非常に便利な手法ですが多くのメリットとデメリット、そして注意点があります。

ポケットホールのメリット

ポケットホールのメリットは手軽さが挙げられますが、それ以外にも多くのメリットが存在します。

1.手軽さ

一番のメリットは短い作業時間で接合することができる点です。専用ジグを使って穴を開け、ビスで止めるだけです。シンプルなビス止めとそれほど変わらない作業時間で接合することができます。

2.内側から接合できる

通常のビス止めでは、木材同士を固定して外側からビスを打ちます。しかし、ポケットホールでは内側からビスを打つことができるため、リフォームや家具の改修などで外側が壁のなかに埋め込まれている場合や、外側が綺麗に化粧されていたり塗装されている場合にも使用することができます。

3.見た目が良い(ビスを隠しやすい)

ポケットホールで接合した後のビスの頭は穴のなかに完全に隠れており、また内側からビスを打ち込むことができるため表面上見えない位置に隠すことができます。結果的に見た目が良くなり、埋め木などを使ったビス頭を隠す手間がかかりません。

4.着脱が可能

ポケットホールはビスを打ち込む位置が特殊なだけで、基本的にはシンプルなビス止めです。そのため後からビスを外して構造を変更したり、分解が容易に行えます。

5.十分な強度が得られる

ポケットホールは正しい手順と道具を使うことで、十分な接合強度を確保することができます。
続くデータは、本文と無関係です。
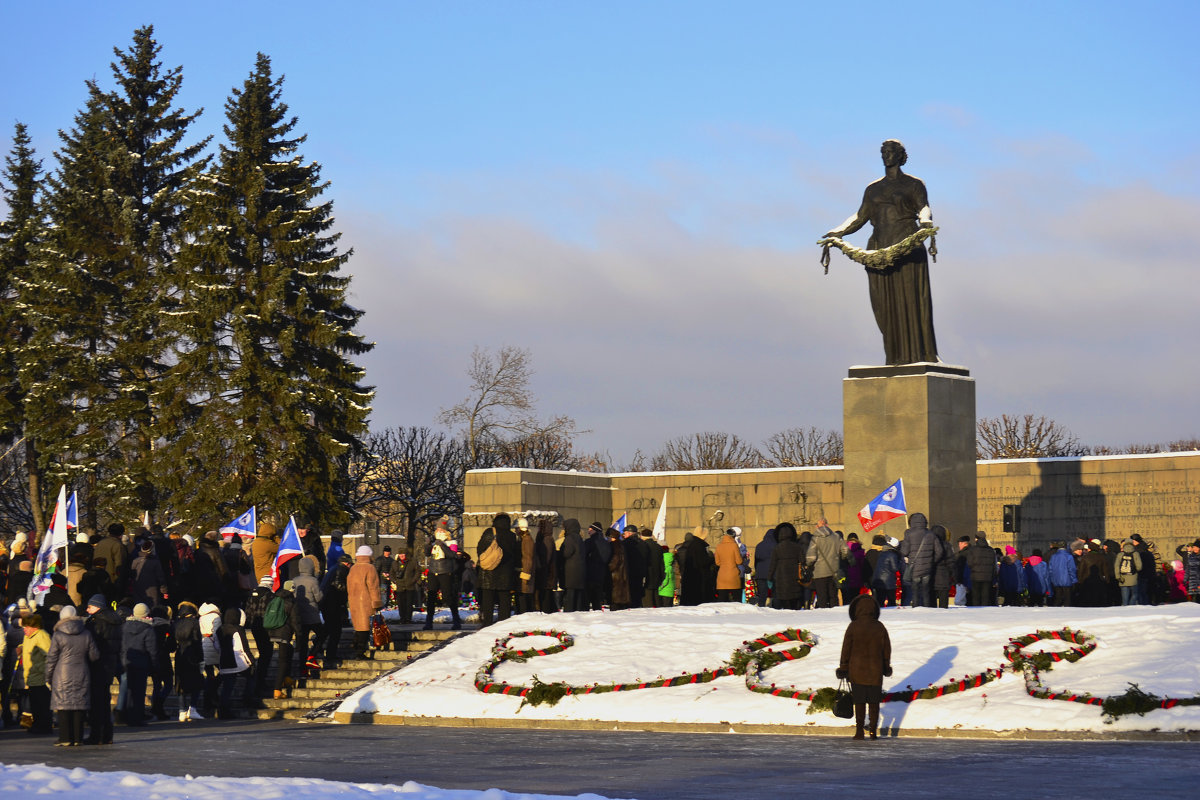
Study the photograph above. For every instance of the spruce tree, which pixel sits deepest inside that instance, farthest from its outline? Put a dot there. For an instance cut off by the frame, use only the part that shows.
(264, 391)
(107, 281)
(19, 234)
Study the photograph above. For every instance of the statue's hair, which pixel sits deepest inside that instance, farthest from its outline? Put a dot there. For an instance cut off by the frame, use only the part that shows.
(904, 151)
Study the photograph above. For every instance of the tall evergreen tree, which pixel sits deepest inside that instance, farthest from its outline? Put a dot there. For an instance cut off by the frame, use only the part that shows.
(19, 234)
(107, 277)
(264, 390)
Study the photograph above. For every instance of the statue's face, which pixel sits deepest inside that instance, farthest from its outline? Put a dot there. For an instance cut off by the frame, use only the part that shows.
(893, 154)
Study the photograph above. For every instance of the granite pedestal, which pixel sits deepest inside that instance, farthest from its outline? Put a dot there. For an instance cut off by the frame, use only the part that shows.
(915, 422)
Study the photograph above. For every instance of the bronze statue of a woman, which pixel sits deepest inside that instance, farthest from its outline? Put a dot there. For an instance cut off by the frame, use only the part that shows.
(897, 260)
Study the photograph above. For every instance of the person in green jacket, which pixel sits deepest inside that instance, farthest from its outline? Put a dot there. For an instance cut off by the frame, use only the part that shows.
(666, 589)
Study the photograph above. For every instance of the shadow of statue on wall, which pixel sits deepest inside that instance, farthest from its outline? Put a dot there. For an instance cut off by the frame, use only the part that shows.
(1061, 507)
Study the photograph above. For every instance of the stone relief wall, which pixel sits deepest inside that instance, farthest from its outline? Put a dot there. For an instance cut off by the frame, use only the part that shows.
(1060, 498)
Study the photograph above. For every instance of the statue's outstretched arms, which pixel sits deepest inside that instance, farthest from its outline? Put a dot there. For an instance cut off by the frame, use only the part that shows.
(852, 223)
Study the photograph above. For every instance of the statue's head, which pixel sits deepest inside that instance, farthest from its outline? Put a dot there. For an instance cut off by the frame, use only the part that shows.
(895, 146)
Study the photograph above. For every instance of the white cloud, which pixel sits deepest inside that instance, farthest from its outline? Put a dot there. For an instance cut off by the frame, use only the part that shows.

これは強度をビスにだけ依存するような構造的な問題点がある場合や、特に頻繁に力がかかるような場所でなければ十分な強度があるということです。例えば引き出しなどの箱型の構造物を作る場合、接合強度が低くても箱型という強固な構造により構造物として十分な強度を得られます。家具を始めとした一般的な構造物や伝統的な形にはこうした構造的な強度が得られる設計が練りこまれており、ポケットホールだからといって強度が不足することはほとんどありません。

ポケットホールのデメリット

ポケットホールは手軽で扱いやすい接合手法ですが多くのデメリットも存在します。

1.専用ツールと高価な専用ビスが必要

ポケットホールの穴を開けるには専用のジグが必要です。また、専用のドリルビットも必要になります。いずれも自作したり工夫により解決することができますが、それでは大きなメリットである手軽さを損なうことになってしまいます。また、ジグに関しては安価な製品も多数販売されています。ノーブランド品が多いですが、検討してみても良いかもしれません。(実際に私はこちらの製品を使用しています)

更に大きな問題として専用ビスが必要です。ポケットホール用のビスは一般的な規格には存在しない専用設計で、ナベワッシャーヘッドタイプのタッピングネジやシンワッシャーヘッドタイプの木ネジなどが近い形状をしていますが、前者はセルフタッピング(先割)がない、後者はネジ頭が大きく使用できないなど専用ビスの使用を促すうまい仕組みができあがっています。

一応ナベワッシャーヘッドタイプの1種A形ネジの呼び径3mmのものであれば代替として使用することができます。

2.木目(木理)によって強度が変化する

ポケットホールは割れが生じやすい木の端部をワッシャータイプのネジ頭を使用して最大限負荷を分散して木材同士を接合します。また相手側の木材に対して下穴を開けないためネジを打ち込む深さもやや浅めです。結果として木の疎密や木理によって強度が変化し、基本的にあらゆる接合方法のなかでも強度が低い部類に位置します。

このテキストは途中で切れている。